We can achieve this by using the `max_samples` parameter in RandomForestRegressor:

- It controls how many samples each decision tree sees during training.
- Setting it to 10,000 means using only 10,000 random samples instead of all 400,000.
- This makes training 40x faster, though we expect slightly lower accuracy.

This approach allows us to quickly test different model configurations before training on the full dataset.me.

## Optimizing Model Training with Sample Size Control

This code makes the training process faster by using less data. It works like this:

- Creates a RandomForestRegressor with controlled sample size (10,000 samples)
- Uses parallel processing (n_jobs=-1) to utilize all available CPU cores
- Significantly reduces training time while maintaining reasonable model performance

In [35]:
%%time

# Change max samples in RandomForestRegressor
model = RandomForestRegressor(n_estimators=100, # this is the default
                              n_jobs=-1,
                              max_samples=10000) # each estimator sees max_samples (the default is to see all available samples)

# Cutting down the max number of samples each tree can see improves training time
model.fit(X_train_preprocessed, 
          y_train)

CPU times: total: 1min 10s
Wall time: 15.8 s


## Evaluating the Reduced Sample Model

Here's what this part of our code does:

- Tests how well our model works after using less training data.
- Uses our scoring tool to check how accurate the model is.
- Saves the results so we can compare them with other versions of the model.

In [37]:
# Get evaluation metrics from reduced sample model
base_model_scores = show_scores(model=model)
base_model_scores

{'Training MAE': 5420.02941167562,
 'Valid MAE': 7834.046851587109,
 'Training RMSLE': 0.25300524358849397,
 'Valid RMSLE': 0.3544106589676751,
 'Training R^2': 0.8669862488033313,
 'Valid R^2': 0.7704107636353107}

### Model Performance Analysis

These metrics show how well our model performs in predicting bulldozer prices. The results include:

- **Mean Absolute Error (MAE)**: Shows average prediction error in dollars
    - Training: $5,420 off on average
    - Validation: $7,834 off on average
- **Root Mean Squared Log Error (RMSLE)**: Measures relative prediction accuracy
    - Training: 0.253 (closer to 0 is better)
    - Validation: 0.354 (expected higher for new data)
- **R² Score**: Indicates overall model accuracy
    - Training: 86.7% accurate
    - Validation: 77.0% accurate

---

# **Hyperparameter Tuning With RandomizedSearchCV**
Instead of manually adjusting model parameters one by one, we'll use automated hyperparameter tuning to find the best settings for our RandomForestRegressor. This process helps us:

- Find optimal model settings automatically.
- Save time compared to manual tuning.
- Improve model accuracy systematically.

We'll use RandomizedSearchCV to test different combinations of parameters like n_estimators, max_depth, and min_samples_split. Our approach involves:

- Starting with a wide range of parameter values.
- Using random sampling to test different combinations.
- Narrowing down to the most promising settings.
- Finally using GridSearchCV for precise optimization.
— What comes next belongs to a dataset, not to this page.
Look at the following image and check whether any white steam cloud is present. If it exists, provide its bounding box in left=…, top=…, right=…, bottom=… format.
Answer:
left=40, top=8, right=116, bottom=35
The process works in three main steps:

1. Define parameter options for our model (keeping max_samples=10000 for speed).
2. Set up RandomizedSearchCV with specific iterations and cross-validation folds.
3. Train the model to automatically find the best parameter combination.

# Hyperparameter Tuning with RandomizedSearchCV

This code helps our model learn better by automatically testing different settings. Instead of changing settings by hand, it tries many different combinations on its own to find what works best.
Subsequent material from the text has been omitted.